(Bloomberg) -- Federal regulators intend to ease requirements for television broadcasters to air children’s programming, saying a decades-old mandate has become outdated in an era of abundant kids’ shows on cable and online.

The Federal Communications Commission is to vote July 10 on allowing children’s programming to be shown an hour earlier, at 6 a.m., and for a portion of required fare to appear on secondary digital channels rather than the main channel seen by most viewers. Critics said such changes would undermine the goal of ensuring availability of three hours of educational children’s programming weekly.

Broadcasters such as CBS Corp., Fox Corp. and Comcast Corp.’s NBC lobbied for looser rules.

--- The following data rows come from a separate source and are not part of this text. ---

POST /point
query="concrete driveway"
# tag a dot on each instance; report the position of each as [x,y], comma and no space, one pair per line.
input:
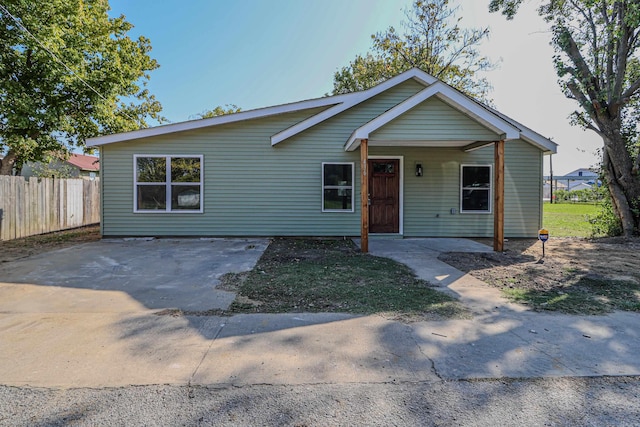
[153,273]
[88,316]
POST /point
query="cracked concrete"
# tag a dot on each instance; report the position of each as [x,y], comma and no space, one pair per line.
[93,336]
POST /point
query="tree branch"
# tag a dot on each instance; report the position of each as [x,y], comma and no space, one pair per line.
[623,51]
[631,90]
[570,47]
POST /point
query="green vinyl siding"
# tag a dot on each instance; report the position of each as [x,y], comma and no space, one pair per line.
[254,189]
[250,187]
[429,199]
[433,120]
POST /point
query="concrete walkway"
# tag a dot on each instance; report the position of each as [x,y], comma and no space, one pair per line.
[54,336]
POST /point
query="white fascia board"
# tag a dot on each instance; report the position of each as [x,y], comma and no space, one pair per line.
[215,121]
[448,95]
[532,137]
[545,144]
[476,111]
[353,100]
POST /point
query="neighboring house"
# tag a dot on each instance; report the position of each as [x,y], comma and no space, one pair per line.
[583,174]
[579,179]
[78,166]
[581,185]
[297,169]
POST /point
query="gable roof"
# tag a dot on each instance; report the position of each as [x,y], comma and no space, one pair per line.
[84,162]
[490,118]
[449,96]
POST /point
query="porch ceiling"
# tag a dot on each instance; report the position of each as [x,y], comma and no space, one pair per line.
[422,143]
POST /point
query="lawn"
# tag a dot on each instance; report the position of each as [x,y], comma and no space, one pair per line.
[569,219]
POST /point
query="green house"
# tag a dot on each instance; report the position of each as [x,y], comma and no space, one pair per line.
[411,157]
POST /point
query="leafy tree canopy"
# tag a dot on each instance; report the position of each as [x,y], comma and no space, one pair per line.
[68,72]
[219,111]
[598,65]
[431,40]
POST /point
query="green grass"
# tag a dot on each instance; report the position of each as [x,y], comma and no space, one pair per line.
[333,276]
[587,296]
[569,219]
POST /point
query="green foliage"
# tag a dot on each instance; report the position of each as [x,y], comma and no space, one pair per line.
[605,222]
[597,45]
[219,111]
[569,219]
[53,170]
[432,41]
[578,196]
[585,296]
[68,73]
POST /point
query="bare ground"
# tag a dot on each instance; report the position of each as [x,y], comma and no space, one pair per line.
[566,262]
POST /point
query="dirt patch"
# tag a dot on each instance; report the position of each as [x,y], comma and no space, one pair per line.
[322,275]
[594,268]
[11,250]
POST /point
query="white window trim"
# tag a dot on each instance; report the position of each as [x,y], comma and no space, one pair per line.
[168,184]
[491,183]
[353,184]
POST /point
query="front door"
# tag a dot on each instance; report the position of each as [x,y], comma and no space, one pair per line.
[384,196]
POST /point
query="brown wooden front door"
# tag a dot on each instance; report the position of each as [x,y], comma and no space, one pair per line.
[384,196]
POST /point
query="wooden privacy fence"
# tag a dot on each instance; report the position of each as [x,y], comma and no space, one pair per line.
[43,205]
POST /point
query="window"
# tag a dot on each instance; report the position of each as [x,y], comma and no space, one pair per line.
[337,187]
[476,189]
[167,183]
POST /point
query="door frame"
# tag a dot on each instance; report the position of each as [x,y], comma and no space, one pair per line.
[401,191]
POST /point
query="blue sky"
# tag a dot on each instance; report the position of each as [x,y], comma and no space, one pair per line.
[256,53]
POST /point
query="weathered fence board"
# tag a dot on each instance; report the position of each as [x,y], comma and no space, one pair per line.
[43,205]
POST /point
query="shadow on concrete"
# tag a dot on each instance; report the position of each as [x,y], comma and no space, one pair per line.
[159,273]
[131,345]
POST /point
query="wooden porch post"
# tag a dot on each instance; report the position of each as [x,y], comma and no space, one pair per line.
[498,199]
[364,196]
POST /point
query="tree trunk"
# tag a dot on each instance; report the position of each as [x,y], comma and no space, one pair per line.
[623,183]
[7,163]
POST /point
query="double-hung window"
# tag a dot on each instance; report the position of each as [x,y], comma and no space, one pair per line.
[165,183]
[337,187]
[475,194]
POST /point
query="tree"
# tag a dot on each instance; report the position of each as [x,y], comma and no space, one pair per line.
[432,41]
[68,72]
[598,45]
[219,111]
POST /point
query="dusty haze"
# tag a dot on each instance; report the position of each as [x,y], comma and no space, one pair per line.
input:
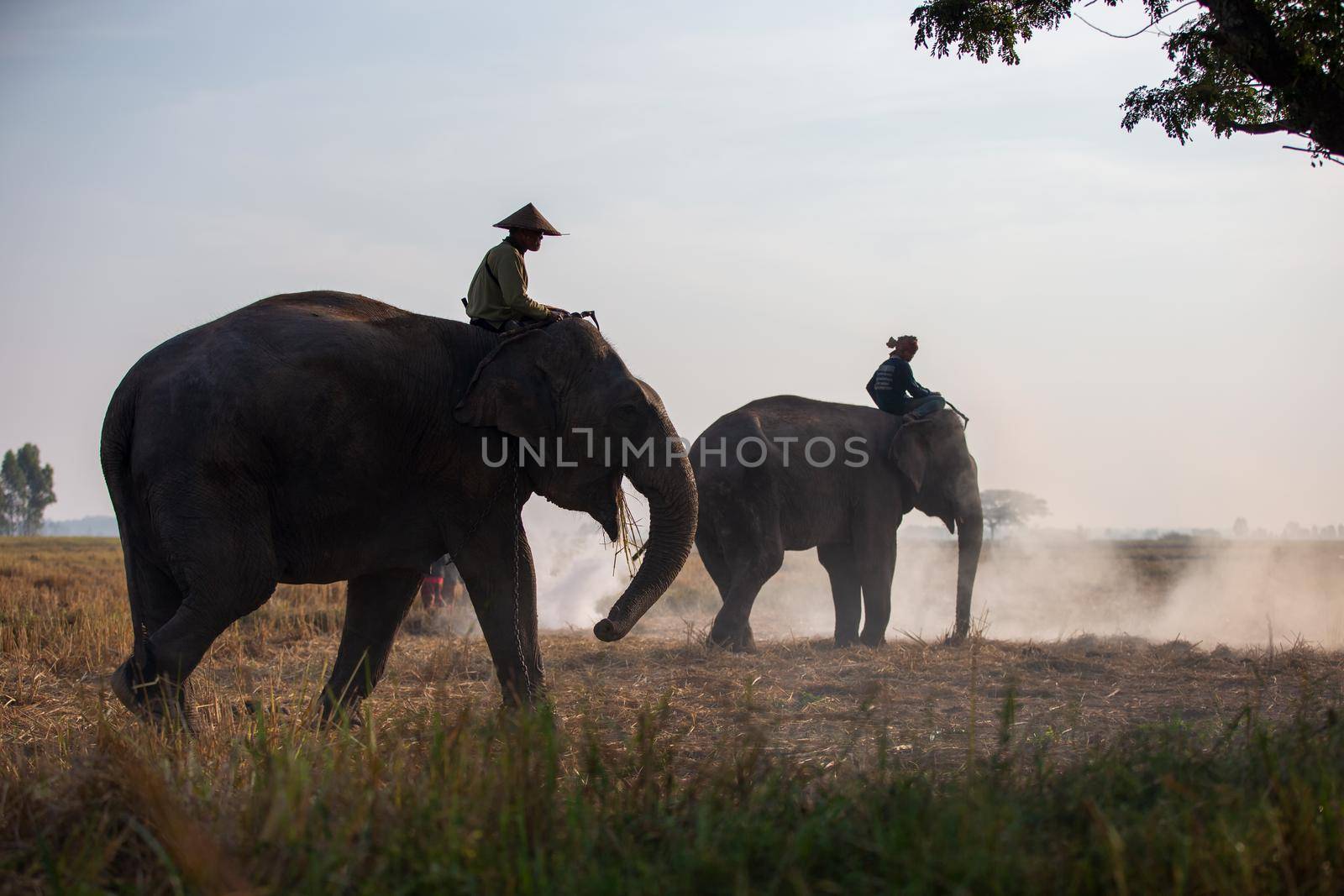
[1231,591]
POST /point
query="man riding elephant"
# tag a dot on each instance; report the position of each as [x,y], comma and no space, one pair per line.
[292,441]
[894,389]
[497,297]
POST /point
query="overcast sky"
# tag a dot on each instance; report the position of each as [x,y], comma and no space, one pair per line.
[759,194]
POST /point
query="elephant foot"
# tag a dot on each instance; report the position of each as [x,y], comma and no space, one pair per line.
[734,640]
[333,714]
[155,700]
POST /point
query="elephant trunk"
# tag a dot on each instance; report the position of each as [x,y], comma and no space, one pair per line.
[669,490]
[971,532]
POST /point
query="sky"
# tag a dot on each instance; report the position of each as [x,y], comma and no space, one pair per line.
[757,195]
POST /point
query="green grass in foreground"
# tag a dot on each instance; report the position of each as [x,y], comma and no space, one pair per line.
[510,805]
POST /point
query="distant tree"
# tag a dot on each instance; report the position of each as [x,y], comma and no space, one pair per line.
[1005,506]
[1249,66]
[26,490]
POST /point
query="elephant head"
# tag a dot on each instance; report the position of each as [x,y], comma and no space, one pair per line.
[933,458]
[564,389]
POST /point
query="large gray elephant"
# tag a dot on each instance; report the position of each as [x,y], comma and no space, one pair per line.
[790,473]
[326,437]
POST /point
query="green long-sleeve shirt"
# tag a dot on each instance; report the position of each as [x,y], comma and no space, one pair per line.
[499,288]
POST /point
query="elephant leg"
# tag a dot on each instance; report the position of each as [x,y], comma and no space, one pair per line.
[846,587]
[501,580]
[875,573]
[154,600]
[230,580]
[375,606]
[732,626]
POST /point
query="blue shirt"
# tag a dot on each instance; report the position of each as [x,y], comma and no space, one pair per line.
[891,383]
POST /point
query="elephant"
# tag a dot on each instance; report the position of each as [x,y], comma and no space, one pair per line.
[790,473]
[323,437]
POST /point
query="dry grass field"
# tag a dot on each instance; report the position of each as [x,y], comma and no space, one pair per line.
[92,799]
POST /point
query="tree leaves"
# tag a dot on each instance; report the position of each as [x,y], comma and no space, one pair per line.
[1249,66]
[26,490]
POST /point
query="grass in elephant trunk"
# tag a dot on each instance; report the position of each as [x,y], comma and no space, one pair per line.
[1104,763]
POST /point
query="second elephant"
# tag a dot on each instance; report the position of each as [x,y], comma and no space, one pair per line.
[790,473]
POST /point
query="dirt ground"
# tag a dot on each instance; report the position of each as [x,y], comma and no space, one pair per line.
[65,625]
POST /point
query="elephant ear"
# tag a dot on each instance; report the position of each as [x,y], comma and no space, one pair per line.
[511,390]
[911,454]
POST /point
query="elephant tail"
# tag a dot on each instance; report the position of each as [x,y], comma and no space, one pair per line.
[114,448]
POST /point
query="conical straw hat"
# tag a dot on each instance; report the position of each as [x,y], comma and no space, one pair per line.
[528,217]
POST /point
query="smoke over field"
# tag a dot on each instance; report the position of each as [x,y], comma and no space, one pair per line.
[790,757]
[1209,591]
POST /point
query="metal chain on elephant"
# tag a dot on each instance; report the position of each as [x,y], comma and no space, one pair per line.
[517,591]
[511,484]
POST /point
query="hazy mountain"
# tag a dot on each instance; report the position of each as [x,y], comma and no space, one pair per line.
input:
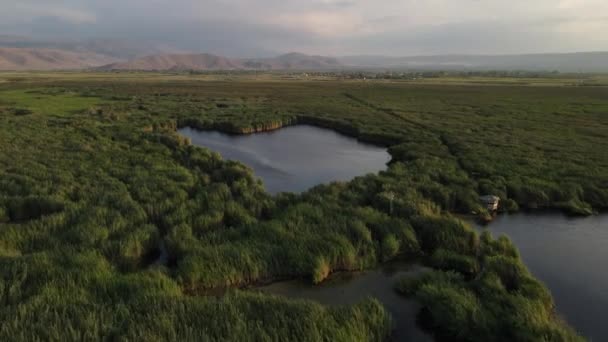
[49,59]
[121,49]
[290,61]
[293,61]
[201,61]
[566,62]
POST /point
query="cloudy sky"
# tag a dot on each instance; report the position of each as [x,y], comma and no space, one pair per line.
[330,27]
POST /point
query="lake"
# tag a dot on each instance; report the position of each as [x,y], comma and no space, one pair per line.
[352,287]
[571,256]
[568,254]
[295,158]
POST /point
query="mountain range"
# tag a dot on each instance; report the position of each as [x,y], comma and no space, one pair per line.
[204,61]
[23,53]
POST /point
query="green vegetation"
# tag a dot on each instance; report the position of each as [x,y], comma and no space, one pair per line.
[465,304]
[94,179]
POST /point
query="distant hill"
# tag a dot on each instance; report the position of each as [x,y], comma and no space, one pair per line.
[203,61]
[290,61]
[49,59]
[563,62]
[120,49]
[293,61]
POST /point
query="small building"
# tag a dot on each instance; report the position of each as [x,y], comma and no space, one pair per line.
[490,201]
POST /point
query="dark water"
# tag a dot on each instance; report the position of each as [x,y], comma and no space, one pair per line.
[571,256]
[296,158]
[351,288]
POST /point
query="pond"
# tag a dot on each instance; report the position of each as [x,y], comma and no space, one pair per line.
[351,288]
[570,255]
[295,158]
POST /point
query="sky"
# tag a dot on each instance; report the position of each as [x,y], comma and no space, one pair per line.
[327,27]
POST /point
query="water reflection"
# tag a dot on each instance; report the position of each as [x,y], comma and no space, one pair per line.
[570,256]
[295,158]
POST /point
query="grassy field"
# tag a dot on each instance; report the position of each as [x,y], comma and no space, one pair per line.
[94,178]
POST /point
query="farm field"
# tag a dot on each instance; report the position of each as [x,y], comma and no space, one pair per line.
[96,183]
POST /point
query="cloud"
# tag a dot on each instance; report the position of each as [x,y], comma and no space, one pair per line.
[246,27]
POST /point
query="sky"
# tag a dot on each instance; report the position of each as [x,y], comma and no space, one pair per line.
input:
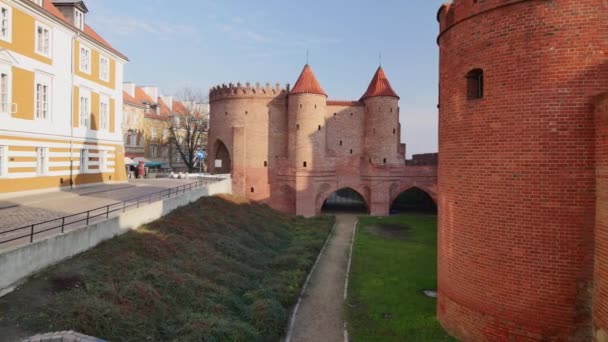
[177,44]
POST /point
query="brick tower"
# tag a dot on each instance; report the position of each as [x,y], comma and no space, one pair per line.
[517,169]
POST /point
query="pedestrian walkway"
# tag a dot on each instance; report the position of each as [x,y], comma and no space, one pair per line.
[319,316]
[26,210]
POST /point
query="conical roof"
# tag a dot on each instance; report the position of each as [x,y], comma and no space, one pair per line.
[307,83]
[379,86]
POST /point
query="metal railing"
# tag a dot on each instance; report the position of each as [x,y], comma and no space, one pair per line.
[86,217]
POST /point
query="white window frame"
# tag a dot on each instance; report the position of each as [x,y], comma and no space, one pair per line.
[104,73]
[7,108]
[84,64]
[50,40]
[84,114]
[153,133]
[3,161]
[132,139]
[43,80]
[42,161]
[84,160]
[104,118]
[103,161]
[79,19]
[8,36]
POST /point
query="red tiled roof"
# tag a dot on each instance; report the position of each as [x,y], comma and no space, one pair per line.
[179,108]
[307,83]
[126,98]
[88,31]
[379,86]
[343,103]
[164,109]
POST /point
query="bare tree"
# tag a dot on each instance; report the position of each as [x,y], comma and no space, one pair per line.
[188,125]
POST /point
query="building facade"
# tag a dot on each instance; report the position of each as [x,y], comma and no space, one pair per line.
[158,114]
[293,148]
[61,98]
[132,123]
[523,196]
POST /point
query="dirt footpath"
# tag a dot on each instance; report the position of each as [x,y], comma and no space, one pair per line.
[320,316]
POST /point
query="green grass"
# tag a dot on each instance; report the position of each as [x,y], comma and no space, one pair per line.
[220,269]
[387,278]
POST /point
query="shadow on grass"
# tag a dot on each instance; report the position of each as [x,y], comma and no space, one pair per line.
[218,269]
[394,259]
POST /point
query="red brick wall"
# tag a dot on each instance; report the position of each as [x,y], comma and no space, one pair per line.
[516,174]
[600,305]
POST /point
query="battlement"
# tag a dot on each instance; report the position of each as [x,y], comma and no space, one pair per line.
[455,11]
[233,91]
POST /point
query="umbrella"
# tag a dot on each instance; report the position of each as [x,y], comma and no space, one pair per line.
[129,161]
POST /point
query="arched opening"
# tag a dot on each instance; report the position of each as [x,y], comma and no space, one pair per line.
[222,162]
[413,200]
[475,84]
[345,200]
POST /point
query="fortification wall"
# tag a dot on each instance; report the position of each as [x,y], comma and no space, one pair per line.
[516,172]
[345,130]
[241,115]
[382,139]
[600,305]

“This update of our rules is long overdue,” FCC Chairman Ajit Pai, who leads the Republican majority at the agency, said in a blog post Tuesday.

At issue is a 1996 requirement for TV broadcasters to present an average of three hours weekly of programming designed to educate children, on a regularly scheduled basis between 7 a.m. and 10 p.m. Under the proposed changes, one-third of the required hours could appear on secondary digital channels that broadcasters have created.

Broadcasters told the FCC they want flexibility.

Children’s TV rules “are still mired in the bygone era of appointment viewing” of broadcast TV, the National Association of Broadcasters, a trade group, said in a filing. Cable has increased its penetration of households and offers hundreds, rather than dozens, of channels, while broadband services offer online video options, the broadcasters’ association said.

Public-interest groups, such as the Center for Digital Democracy and the Campaign for a Commercial-Free Childhood, opposed the changes. Almost 16 million households rely exclusively on over-the-air broadcasting, they said in a filing to the FCC.

“The FCC’s assumption that children’s television guidelines are no longer necessary because programming is available on other platforms is simply wrong,” the groups said. “Many families, especially low-income families and families in rural areas cannot access or afford alternative program options” available on cable and online.